“Oh, my child, do not ask to come in here! Get away as fast as your legs can carry you. I would willingly give you shelter! But my husband is an ogre. He devours without pity all who fall into his hands.”
However, I felt so weary, I was chilled by the cold night air, and the loneliness of the wood so terrified me that to be under cover of a roof with human beings I was willing to run all risks.
To be eaten alive by an ogre was not a very agreeable prospect! But if I continued to wander about in the woods at night, I ran the danger of coming face to face with this awful man. Perhaps under his own roof I should be in less danger of being eaten.
I begged and implored so earnestly that the woman gave in and opened the door.
“Little friend,” the good soul said to me, “you have not a moment to lose. It is nearly ten o’clock, it is at that hour that my husband returns from his first round. Here is a little bread and milk. If you are hungry and thirsty, eat and drink! Take good heed of what I am going to say to you! Directly you hear a knock at the door, hide yourself in the dark corner by the cupboard behind those two large tubs. If you value your life do not move a muscle. If my husband finds you, he will eat you, skin, bones, and all.
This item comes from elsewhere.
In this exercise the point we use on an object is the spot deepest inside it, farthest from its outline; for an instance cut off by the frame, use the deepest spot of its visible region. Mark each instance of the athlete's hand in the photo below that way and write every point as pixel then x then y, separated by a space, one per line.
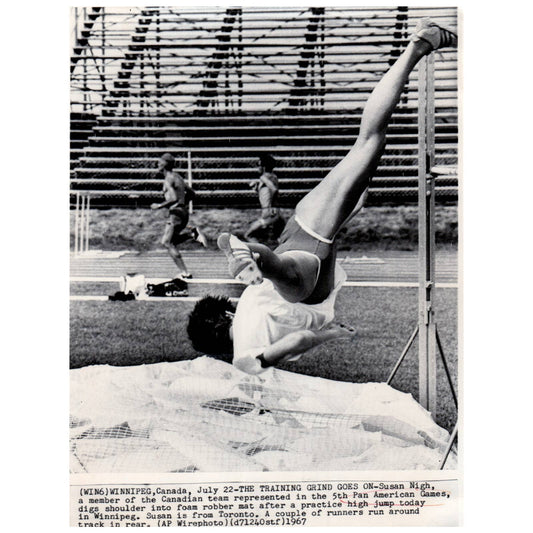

If you are as quiet as a mouse I may save you, God helping me.”
The words were scarcely out of her mouth when “bang, bang, bang,” the door shook under the blows of a heavy fist. A rough voice, at the sound of which my blood ran cold, shook the little house.
“Great heavens! woman! How much longer must I wait before you open the door?”
Before the wife had lifted the latch, I was crouching behind the two tubs. I made myself as small as possible. I was so terrified that I shrank with fear. I shrank more and more, sometimes I felt as small as a little dog, then as small as a cat, and then as small as a frog!